The International Working Group (IWG) on MPN, led by Tefferi, has recently revised the risk model for PV survival, proposing a score based on four key variables: age, absolute neutrophil count, monocytes, and the presence of arterial thrombosis at baseline [19]. This analysis provides new insights into the risk of death associated with leukocyte levels and types and suggests to investigate whether these individual variables may be more effectively used in clinical practice than the NLR ratio that is a broader marker involving at the same time innate and adaptive immunity of disease severity.

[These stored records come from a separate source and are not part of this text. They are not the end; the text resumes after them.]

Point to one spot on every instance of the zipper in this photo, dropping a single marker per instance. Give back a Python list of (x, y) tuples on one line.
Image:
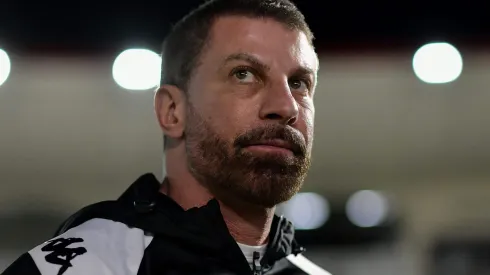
[(256, 267)]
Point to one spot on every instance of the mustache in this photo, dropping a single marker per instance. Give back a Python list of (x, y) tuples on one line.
[(273, 132)]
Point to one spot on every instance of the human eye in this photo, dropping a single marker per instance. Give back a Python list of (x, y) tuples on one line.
[(244, 75), (300, 85)]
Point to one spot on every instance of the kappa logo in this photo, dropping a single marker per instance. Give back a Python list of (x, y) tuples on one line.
[(61, 254)]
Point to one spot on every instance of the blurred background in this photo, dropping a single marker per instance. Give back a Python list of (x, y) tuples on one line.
[(399, 183)]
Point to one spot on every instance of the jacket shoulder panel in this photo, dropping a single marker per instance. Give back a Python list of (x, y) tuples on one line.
[(306, 265), (23, 265), (97, 246)]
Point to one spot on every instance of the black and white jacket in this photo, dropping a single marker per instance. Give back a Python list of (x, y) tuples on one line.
[(146, 233)]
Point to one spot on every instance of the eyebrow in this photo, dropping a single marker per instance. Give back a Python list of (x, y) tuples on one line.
[(301, 70), (247, 58)]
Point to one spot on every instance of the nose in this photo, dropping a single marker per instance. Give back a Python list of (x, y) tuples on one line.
[(279, 104)]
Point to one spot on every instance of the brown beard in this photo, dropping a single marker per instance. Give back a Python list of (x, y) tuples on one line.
[(231, 173)]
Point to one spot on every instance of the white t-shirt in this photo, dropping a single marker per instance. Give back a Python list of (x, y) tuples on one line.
[(248, 251)]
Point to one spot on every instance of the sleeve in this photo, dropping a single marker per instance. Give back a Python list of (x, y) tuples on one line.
[(23, 265)]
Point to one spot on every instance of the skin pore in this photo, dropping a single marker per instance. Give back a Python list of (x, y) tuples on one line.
[(243, 131)]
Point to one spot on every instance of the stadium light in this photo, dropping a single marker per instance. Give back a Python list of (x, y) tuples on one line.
[(137, 69), (5, 66), (437, 63)]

Our study has some limitations: the first is the mixed patient population of the ECLAP prospective observational cohort, which also includes a randomized controlled trial of low-dose aspirin [15, 20]; the second is the fact that ECLAP was conducted before the inclusion of the JAK2V617F mutation in the diagnostic criteria, which may raise doubts about the unintended inclusion of non-PV patients. However, the strengths of the study, such as its prospective design, regular follow-up, strict compliance monitoring and independent event validation by an expert panel, ensure high data quality and reliability. These robust methods help to mitigate the limitations and add considerable strength to the study’s conclusions.

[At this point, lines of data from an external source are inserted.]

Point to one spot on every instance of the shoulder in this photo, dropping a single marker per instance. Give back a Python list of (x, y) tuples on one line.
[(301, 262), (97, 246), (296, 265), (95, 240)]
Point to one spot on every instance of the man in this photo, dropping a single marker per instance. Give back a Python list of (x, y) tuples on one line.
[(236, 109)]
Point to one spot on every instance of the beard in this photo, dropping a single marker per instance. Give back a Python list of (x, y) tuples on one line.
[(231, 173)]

In conclusion, the data suggest that NLR is a marker of inflammation that selects a PV subgroup with a more aggressive, pro-inflammatory disease phenotype. This is particularly relevant in this phenotype, where inflammation and thrombosis are major contributors to disease morbidity and mortality.

The multivariable models underscored the importance of NLR, especially in combination with conventional CV risk factors, and the overall results suggest that NLR should be considered in routine clinical risk assessment alongside traditional factors such as age and prior thrombosis. However, it is crucial to validate these findings in modern cohorts diagnosed after the discovery of the JAK2 V617F mutation, as this could lead to more homogeneous patient populations and potentially further refine the prognostic value of NLR in relation to JAK2 V617F VAF.

Ongoing clinical trials trials or recently completed [21,22,23] or observational studies [24, 25] could consider longitudinal monitoring of NLR to observe how changes in NLR over time correlate with long-term survival and disease progression, as this may help determine whether NLR could be a dynamic marker reflecting real-time responses to therapy.